State-run oil marketing cos to focus on Bharat to boost sales
Mint, Delhi   17-Nov-2020

State-run oil marketing companies (OMCs), including Indian Oil Corp. Ltd (IOCL), Bharat Petroleum Corp. Ltd (BPCL) and Hindustan Petroleum Corp. Ltd (HPCL), will set up 6,000 fuel retail outlets this fiscal year with a major focus on rural and semi-urban areas, besides highways, as sales in urban areas have stagnated, said OMC officials.

BPCL, which plans to add 1,800 retail outlets, registered better growth in sales in rural and small-town areas in the last quarter.

"We don't have adequate presence in rural and semi-urban markets, where growth is happening more in the country today because metros have saturated. So, we are trying to capture the market which are growing," said N. Vijayagopal, chief financial officer, BPCL.

The focus on rural areas will help raise BPCL's market share in diesel and petrol sales to about 32% from 29%, Vijayagopal added.

During the covid-induced lockdown, demand for auto fuels had fallen, but gradually recovered after the restrictions were lifted in phases. Sale of diesel, the most common fuel, rose for the first time in eight months in October, but was 5% lower from a year earlier in the first half of November.

"In October, on the back of a strong bounce back in demand, the refinery utilization for OMCs was ramped up to 95%. While gasoline demand has consistently grown over the months post relaxation in lockdown, it registered year-on-year growth for the first time in September by about 102% and then about 104% in the first weeks of October," said an analyst.

Between 1 and 15 November, diesel consumption was at 2.86 million tonnes (mt), down from 3.01 mt in the year-ago period. It was, however, higher than the 2.65 mt recorded during the first half of October.

Petrol sales, however, rose marginally from 1.02 mt to 1.03 mt.

"During the lockdown, we observed that demand destruction in rural areas was less compared to urban areas and highways, logically so, as restrictions were more profound in urban areas. However, we are further strengthening our network in rural, national highways as well as urban," said M.K. Surana, chairman and managing director, HPCL, which will be commissioning around 1,800 new outlets this fiscal year. HPCL seeks to expand its retail network from the existing 17,000 to 22,000 outlets over the next three years.

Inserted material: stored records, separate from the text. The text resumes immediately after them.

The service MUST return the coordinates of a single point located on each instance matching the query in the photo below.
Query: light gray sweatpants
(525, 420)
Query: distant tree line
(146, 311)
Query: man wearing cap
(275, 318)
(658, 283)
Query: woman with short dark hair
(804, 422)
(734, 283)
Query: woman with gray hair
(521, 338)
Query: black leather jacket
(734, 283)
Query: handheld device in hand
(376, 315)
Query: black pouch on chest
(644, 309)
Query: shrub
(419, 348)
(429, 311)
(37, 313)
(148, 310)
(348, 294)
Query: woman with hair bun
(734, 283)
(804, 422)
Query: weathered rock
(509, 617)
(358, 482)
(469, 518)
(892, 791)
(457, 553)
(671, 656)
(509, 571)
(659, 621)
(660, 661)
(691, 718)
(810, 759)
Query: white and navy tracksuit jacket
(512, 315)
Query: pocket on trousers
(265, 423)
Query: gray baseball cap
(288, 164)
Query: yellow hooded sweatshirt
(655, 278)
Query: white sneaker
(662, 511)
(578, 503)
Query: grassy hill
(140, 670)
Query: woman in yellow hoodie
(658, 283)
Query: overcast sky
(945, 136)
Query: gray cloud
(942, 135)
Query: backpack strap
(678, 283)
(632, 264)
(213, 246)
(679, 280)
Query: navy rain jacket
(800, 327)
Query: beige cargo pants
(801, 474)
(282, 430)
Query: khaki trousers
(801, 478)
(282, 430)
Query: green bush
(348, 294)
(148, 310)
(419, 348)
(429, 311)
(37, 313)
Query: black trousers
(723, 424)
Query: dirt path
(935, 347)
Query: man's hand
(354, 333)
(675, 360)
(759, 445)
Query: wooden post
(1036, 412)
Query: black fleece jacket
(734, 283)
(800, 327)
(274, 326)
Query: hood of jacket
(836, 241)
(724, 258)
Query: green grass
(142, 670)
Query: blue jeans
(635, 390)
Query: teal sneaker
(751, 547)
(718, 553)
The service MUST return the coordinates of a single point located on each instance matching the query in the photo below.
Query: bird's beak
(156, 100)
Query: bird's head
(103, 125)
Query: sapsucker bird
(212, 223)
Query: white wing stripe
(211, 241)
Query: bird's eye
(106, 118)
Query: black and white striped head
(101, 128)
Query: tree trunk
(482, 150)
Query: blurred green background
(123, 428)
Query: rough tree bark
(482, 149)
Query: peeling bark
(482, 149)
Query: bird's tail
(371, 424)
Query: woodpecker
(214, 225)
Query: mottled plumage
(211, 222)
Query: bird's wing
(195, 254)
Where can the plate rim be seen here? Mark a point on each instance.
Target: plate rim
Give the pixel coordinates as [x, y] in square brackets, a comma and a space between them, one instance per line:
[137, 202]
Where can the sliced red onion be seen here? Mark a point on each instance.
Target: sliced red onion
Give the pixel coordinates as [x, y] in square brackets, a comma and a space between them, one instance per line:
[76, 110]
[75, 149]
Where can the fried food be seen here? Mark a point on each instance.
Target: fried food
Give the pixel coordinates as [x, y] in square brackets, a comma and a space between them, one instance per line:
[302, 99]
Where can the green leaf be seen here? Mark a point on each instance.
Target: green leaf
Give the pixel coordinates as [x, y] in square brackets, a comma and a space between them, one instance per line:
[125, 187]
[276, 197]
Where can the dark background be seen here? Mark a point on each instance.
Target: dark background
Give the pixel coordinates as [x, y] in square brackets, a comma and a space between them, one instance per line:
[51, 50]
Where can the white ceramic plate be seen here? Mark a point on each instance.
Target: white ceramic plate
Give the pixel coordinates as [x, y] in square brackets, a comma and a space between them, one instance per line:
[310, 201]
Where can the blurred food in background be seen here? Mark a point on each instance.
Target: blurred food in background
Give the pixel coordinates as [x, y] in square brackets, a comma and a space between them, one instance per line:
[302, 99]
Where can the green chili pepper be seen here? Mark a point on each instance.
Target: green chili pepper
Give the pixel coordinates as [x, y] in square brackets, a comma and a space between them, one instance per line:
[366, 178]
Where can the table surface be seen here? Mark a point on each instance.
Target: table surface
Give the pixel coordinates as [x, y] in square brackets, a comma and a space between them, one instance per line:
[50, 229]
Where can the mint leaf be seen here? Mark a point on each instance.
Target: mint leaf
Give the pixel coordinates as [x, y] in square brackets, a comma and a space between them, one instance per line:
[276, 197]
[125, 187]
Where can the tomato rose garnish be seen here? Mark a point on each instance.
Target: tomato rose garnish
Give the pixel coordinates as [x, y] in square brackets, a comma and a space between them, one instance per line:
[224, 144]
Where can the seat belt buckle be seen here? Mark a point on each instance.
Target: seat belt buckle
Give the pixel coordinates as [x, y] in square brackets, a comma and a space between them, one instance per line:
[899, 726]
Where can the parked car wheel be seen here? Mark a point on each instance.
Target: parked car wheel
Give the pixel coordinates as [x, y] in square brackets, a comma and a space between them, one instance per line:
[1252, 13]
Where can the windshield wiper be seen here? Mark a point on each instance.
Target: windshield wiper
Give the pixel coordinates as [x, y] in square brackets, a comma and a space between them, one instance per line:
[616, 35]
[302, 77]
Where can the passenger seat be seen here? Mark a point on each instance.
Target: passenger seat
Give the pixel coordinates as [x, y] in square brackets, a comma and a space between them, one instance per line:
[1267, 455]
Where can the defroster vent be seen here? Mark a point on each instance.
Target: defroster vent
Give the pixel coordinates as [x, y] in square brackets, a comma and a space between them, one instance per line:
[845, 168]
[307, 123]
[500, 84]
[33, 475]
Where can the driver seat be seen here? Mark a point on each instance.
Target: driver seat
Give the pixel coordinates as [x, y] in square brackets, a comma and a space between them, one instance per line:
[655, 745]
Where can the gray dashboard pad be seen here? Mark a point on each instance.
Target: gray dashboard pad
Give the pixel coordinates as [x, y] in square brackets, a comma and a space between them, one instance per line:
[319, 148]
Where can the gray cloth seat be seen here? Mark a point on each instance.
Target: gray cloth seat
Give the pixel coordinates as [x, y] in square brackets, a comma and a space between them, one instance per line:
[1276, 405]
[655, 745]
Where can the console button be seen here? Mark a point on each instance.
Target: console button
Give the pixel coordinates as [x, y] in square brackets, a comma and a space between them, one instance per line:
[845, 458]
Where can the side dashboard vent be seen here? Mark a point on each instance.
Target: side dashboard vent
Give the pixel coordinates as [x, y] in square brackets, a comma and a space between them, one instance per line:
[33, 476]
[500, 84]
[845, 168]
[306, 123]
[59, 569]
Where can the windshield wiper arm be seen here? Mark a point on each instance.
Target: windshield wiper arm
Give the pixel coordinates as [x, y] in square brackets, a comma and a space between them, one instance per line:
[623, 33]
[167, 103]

Rural areas are also an attractive bet for the companies in terms of cost of setting up a fuel retail outlet as the cost of land is substantially lower compared to urban areas.

It costs between Rs 60 lakh and Rs 3 crore to open a fuel outlet depending on the location. If located in a town, the land area for the fuel retail outlet needs to be over 800 sq. m and over 1,200 sq. m if it is located on a highway.

IOCL, the largest OMC, plans to set up 2,400 retail outlets this fiscal year, including the 994 outlets it has opened till September. The company has 30,000 retail outlets as of now.

"We are aware that we were left out actually in this race of setting up retail outlets for some time, and now we have ramped up our operations. Going forward, we will be setting up more and more retail outlets and we will ensure that we are not left behind," Sandeep Kumar Gupta, director, finance, IOCL, told analysts.

According to OMCs, the post-pandemic preference for personal mobility is helping a strong rebound in demand for fuel.

According to a 11 November note from Crisil Research, despite an improvement (in covid-19 cases), states such as Kerala and Karnataka in the south, and Maharashtra in the west, continued to show lower retail mobility trends in September vis-à-vis the national average.

"So, while average mobility did not decline over time (even as cases rose), more covid-19 affected states continued to see depressed mobility relative to other states," the note from Crisil added.